Why might some machine learning projects require enormous numbers of actors?

Answer

When you think of machine learning, you tend to think of skilled data scientists working on keyboards in computer rooms. There is an extreme emphasis on quantitative analysis and algorithms. There's not a whole lot of immediate real-world context to many of these programs – at least, that's what many would think.

However, some of today's most groundbreaking machine learning programs are making use of veritable armies of human actors out on the street, in stores and anywhere that they can model basic human activities like walking, working or shopping.

Free Download: Machine Learning and Why It Matters

A Wired article by Tom Simonite illustrates this very well with the apt title "To Make AI Smarter, Humans Perform Oddball Low-Paid Tasks."

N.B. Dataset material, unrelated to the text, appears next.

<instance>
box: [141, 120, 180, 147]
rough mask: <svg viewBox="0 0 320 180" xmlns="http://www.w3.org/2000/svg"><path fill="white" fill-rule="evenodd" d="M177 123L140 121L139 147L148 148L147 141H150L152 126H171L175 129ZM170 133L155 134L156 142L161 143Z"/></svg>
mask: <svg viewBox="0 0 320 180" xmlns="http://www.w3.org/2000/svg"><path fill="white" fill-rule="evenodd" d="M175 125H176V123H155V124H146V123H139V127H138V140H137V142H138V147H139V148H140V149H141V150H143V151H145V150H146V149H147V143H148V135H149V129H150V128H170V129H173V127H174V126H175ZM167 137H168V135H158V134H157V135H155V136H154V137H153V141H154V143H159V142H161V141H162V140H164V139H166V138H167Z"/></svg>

Using the example of short videos taken in a Whole Foods grocery store, Simonite highlights the kinds of work that will help build out some of the next phase of machine learning.

This leads to the question of why all of these people are engaged in filming themselves in short and simple videos documenting actions as rudimentary as moving an arm or leg.

The answer sheds some light on where machine learning is and where it is going.

“Researchers and entrepreneurs want to see AI understand and act in the physical world,” Simonite writes, explaining why he and others are roving with cameras. “Hence the need for workers to act out scenes in supermarkets and homes. They are generating the instructional material to teach algorithms about the world and the people in it.”

As many experts will point out, some of the biggest frontiers of machine learning involve image processing and natural language processing. These are extremely quantitative procedures – in other words, there's not a wide spectrum of inputs like there are in "performant" real-world environments. Instead, the machine learning programs are using visual and audio data in very specific ways to build models. With image processing, it's picking features from a (finite) field of vision. For NLP, it's assembling phonemes.

Going beyond these specific input categories involves something you might call the "image and speech gap" – in going beyond things like image processing and speech recognition, you're moving into areas where computers have to be analytical in different ways. The training sets will be fundamentally different.

Enter the army of videographers. In some of these new machine learning projects, the smallest ideas of human activities are the training sets. Instead of being trained to look for features and edges and pixels that compose into classification tasks, computers are instead using training videos to assess what different types of action look like.

The key thing is what engineers can do with this data when it is aggregated and loaded, and when the computer is trained on it. You'll soon see the results in various fields – for instance, this will make surveillance extremely effective. Computers will be able to "see" in the visual field what people are doing, and apply that to fields like marketing and sales, or perhaps, in some cases, government agency work or criminal justice.

The ramifications also put some light on the debate between maximum benefit and privacy questions. Much of the use of these videos will build machine learning models that work for surveillance – but what about people who don't want to be surveilled? When these new machine learning programs are deployed in the public space, what are the rights of the individual and where is that line drawn?

In any case, companies are using these sorts of human and video resources to really dig into some next-level rounds of machine learning progress that will actually enable computers to recognize what's happening around them, rather than just classifying images or working with the phonemes of speech. This is an extremely interesting and controversial development in artificial intelligence, and one that deserves its share of attention in the tech media and beyond.